Twingate experienced a major incident on August 10, 2021 affecting Connector Heartbeat, lasting 1h 38m. The incident has been resolved; the full update timeline is below.
Affected components
Update timeline
- monitoring Aug 10, 2021, 08:10 PM UTC
The Controller infrastucture was experiencing degraded availability. The issue began at 19:39 UTC and continued until 19:47 UTC. Our team is currently investigating the root cause of the issue, and we will post additional updates here.
- monitoring Aug 10, 2021, 08:11 PM UTC
The Controller is currently fully available, and we are actively investigating the root cause of the issue.
- resolved Aug 10, 2021, 09:24 PM UTC
This incident has been resolved. We will be posting a post mortem description shortly.

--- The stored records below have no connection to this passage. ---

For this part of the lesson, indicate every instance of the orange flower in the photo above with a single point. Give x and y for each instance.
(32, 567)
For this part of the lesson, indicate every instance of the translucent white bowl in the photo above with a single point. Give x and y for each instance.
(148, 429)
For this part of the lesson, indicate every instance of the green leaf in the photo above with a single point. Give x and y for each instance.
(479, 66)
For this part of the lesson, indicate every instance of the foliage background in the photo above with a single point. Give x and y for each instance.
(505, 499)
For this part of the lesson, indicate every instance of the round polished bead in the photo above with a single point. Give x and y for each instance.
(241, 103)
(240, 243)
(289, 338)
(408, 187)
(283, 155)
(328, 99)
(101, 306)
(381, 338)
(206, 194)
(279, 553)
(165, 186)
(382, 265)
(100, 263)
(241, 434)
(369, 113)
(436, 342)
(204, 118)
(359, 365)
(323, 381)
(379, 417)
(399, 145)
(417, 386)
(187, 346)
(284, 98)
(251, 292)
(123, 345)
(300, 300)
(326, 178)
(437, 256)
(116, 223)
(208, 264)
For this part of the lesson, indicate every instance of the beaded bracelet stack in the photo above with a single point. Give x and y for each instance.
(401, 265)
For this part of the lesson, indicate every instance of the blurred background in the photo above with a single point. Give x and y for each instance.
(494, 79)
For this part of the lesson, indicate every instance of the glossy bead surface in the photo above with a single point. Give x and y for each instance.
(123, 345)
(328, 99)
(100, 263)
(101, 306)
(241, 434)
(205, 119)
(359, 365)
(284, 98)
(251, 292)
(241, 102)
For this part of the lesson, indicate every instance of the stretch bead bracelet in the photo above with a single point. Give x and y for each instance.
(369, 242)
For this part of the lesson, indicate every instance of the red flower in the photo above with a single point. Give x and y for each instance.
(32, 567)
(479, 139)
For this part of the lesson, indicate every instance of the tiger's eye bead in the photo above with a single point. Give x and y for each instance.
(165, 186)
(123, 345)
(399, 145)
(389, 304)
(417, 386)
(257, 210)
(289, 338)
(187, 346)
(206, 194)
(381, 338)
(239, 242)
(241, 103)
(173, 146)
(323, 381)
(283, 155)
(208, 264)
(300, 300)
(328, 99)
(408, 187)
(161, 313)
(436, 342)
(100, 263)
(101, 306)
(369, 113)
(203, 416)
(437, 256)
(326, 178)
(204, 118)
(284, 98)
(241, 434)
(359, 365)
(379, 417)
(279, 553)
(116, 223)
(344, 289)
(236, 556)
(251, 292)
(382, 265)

- postmortem Aug 12, 2021, 11:37 PM UTC
**Components impacted** Controller **Summary** The Controller was partially unavailable to service requests from approximately 19:39 to 19:46 UTC. The result was that during this period of time access to protected resources was limited, some existing connections were dropped, and new connections were refused. At the end of the period, normal service resumed with no remediation required. **Root cause** Leading up to the start of the incident was a planned maintenance period. The maintenance change propagated a configuration change across our Relay clusters. Due to human error that change was not applied in a sequential manner one cluster at a time but was released instead to all of our US clusters in parallel. Once the configuration changed was applied, it triggered reconnection requests from all active Clients and Connectors to our Relay infrastructure. As part of the reconnect process, Clients and Connectors needed to obtain new tokens from the Controller. At 19:39 UTC the spike of requests triggered our health check system, which incorrectly determined that the Controller was misbehaving and required restarting. The frequent Controller restarts had the unintended consequence that resulted in a decrease in service availability. **Corrective actions** As soon as the health-check system kicked in, the DevOps and on-call engineering teams started tracing down the issue. Logs and system metrics confirmed that except for health-check system, everything was performing well, so a decision was made to disable it. Seconds after disabling it, the system returned to a fully operation state. At 21:22 UTC a hot fix was deployed to the health-check system and it was enabled once again. Looking ahead, we plan to: 1. Only perform planned Relay maintenance operations that require connection migration outside of peak traffic hours. 2. Enforce a stricter limit of the number of parallel Relay cluster deployments. 3. Fix issues identified with our health check system and improve our performance and stress-testing to include more aggressive connection migration scenarios. 4. Update the Twingate status page immediately upon confirmation of an issue impacting customers.